Recall from last time...
Murdock (1961) presented subjects with a set of memory items (i.e., words or letters) and asked them to recall the items after six different retention intervals: $t=1,3,6,9,12,18$ (in seconds). He recorded the proportion recalled at each retention interval (based on 100 independent trials for each $t$). These data were (respectively)
$$ y=0.94, 0.77, 0.40, 0.26, 0.24, 0.16 $$Last time, we fit a power function to these data
In [7]:
import matplotlib.pyplot as plt
import numpy as np
from scipy.optimize import minimize
# assign data to arrays
T = np.array([1, 3, 6, 9, 12, 18])
Y = np.array([0.94, 0.77, 0.40, 0.26, 0.24, 0.16])
X = 100*Y
# plot raw data
plt.plot(T, Y, 'o')
plt.xlabel('Retention interval (sec.)')
plt.ylabel('Proportion recalled')
# negative log likelihood
def nllP(pars):
a, b = pars
tmp1 = X*np.log(a*T**b)
tmp2 = (100-X)*np.log(1-a*T**b)
return(-1*np.sum(tmp1+tmp2))
# minimize the NLL
a_init = np.random.uniform()
b_init = -np.random.uniform()
inits = np.array([a_init, b_init])
mleP = minimize(nllP,
inits,
method="nelder-mead")
#
def power(t,pars):
a, b = pars
return(a*t**b)
fitParsP = mleP.x
print(f"a={fitParsP[0]:.3f}, b={fitParsP[1]:.3f}")
x = np.linspace(0.5,18,100)
plt.plot(x, power(x,fitParsP))
plt.show()
Let's assume each of these 100 trials is independent of the others, and consider each trial a success if item is correctly recalled.

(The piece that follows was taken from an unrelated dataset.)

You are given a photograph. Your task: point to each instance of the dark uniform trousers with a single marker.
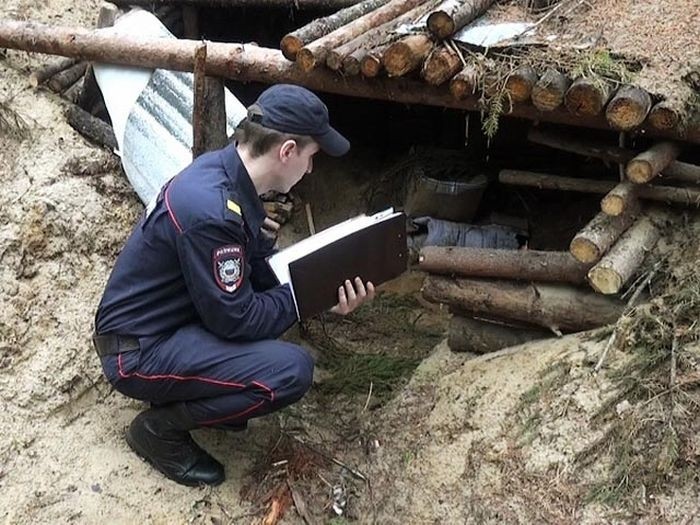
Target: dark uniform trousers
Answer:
(222, 383)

Then the probability of correctly recalling $x$ items is:
$$ f(x\mid\theta) = \binom{100}{x}\theta^x(1-\theta)^{100-x} $$The critical parameter here is $\theta$ -- the probability of success on any one trial. How do we determine $\theta$?

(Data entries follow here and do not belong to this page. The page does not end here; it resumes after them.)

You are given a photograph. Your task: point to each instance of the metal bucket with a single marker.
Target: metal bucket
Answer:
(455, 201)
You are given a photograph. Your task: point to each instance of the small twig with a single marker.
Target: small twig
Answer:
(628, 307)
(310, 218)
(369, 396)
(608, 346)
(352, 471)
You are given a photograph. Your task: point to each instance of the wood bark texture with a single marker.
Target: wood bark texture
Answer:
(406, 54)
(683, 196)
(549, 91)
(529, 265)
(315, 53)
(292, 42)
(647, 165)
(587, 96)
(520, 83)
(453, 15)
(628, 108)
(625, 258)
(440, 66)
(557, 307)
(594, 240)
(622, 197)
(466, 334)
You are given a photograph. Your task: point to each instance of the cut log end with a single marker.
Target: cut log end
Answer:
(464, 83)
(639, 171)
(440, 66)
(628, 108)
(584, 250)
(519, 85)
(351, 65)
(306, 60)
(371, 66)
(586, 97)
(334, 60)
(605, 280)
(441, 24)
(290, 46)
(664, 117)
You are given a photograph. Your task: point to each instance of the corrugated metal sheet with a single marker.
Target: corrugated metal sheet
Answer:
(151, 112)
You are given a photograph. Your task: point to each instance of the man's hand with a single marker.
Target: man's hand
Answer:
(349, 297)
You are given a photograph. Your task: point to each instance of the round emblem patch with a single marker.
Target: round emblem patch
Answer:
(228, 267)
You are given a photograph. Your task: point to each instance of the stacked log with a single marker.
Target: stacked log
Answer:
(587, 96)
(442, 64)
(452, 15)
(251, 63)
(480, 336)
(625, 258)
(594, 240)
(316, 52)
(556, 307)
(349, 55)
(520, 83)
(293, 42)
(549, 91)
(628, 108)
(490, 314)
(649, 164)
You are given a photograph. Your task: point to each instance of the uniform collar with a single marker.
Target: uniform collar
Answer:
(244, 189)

Let's assume that probability of recall is governed by a exponential function. That is, assume
$$ \theta(t) = ab^t $$for constants $a,b$.

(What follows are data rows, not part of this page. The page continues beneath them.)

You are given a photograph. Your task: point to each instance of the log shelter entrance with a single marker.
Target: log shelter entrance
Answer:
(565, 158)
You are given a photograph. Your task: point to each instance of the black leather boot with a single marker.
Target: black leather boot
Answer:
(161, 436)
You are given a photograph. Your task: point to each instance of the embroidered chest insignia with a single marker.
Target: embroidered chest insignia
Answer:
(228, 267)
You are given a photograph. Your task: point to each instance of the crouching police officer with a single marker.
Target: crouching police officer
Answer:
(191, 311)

Then we can write $$ f(x,t\mid a,b) = \binom{100}{x}(ab^t)^x(1-ab^t)^{100-x} $$
which we cast as a likelihood
$$ L(a,b\mid x,t) = \binom{100}{x}(ab^t)^x(1-ab^t)^{100-x} $$Note that the formula above is for a single observation $(x,t)$. But we have 6 observations!
If we assume each is independent from the others, then we can multiply the likelihoods:
$$ L = \prod_{i=1}^6 L(a,b\mid x_i, t_i) $$Thus we have
$$ \ln L = \ln\Biggl(\prod_{i=1}^6 L(a,b\mid x_i,t_i)\Biggr ) $$But since logs turn products into sums, we can write
$$ \ln L = \sum_{i=1}^6 \ln L(a,b\mid x_i,t_i) = \sum_{i=1}^6 \Biggl(\ln \binom{100}{x_i} + x_i\ln(ab^{t_i}) + (100-x_i)\ln(1-ab^{t_i})\Biggr)$$As before, we'll ignore the binomial term in our code
In [0]:
def nllE(pars):
a, b = pars
tmp1 = X*np.log(a*b**T)
tmp2 = (100-X)*np.log(1-a*b**T)
return(-1*np.sum(tmp1+tmp2))
In [0]:
# check some examples
a = 0.6
b = 0.1
pars = np.array([a,b])
nllE(pars)
Out[0]:
In [0]:
a_init = np.random.uniform()
b_init = np.random.uniform()
inits = np.array([a_init, b_init])
mleE= minimize(nllE,
inits,
method="nelder-mead")
print(mleE)
In [0]:
def expon(t,pars):
a, b = pars
return(a*b**t)
fitParsE = mleE.x
print(f"a={fitPars[0]:.3f}, b={fitPars[1]:.3f}")
x = np.linspace(0.5,18,100)
plt.plot(T,Y,'o')
plt.plot(x, expon(x,fitParsE))
plt.show()
In [0]:
plt.plot(T,Y,'o')
plt.plot(x, power(x,fitParsP), color='red', label='Power')
plt.plot(x, expon(x,fitParsE), color='blue', label='Exponential')
plt.legend()
plt.show()
Just like last time, we often see cognitive models written in different forms. For example, Kahana and Adler (2002) present the exponential model for forgetting as $f(t)=ae^{-bt}$. Using the same Murdock data, find maximum likelihood estimates for $a$ and $b$. How does this result compare to the estimates we derived in class?
Construct an exponential model for the Rubin and Baddeley data from Lecture 2 (exercise 3). Compare the fit to the power function model obtained previously. Which do you think is a better fit? Why?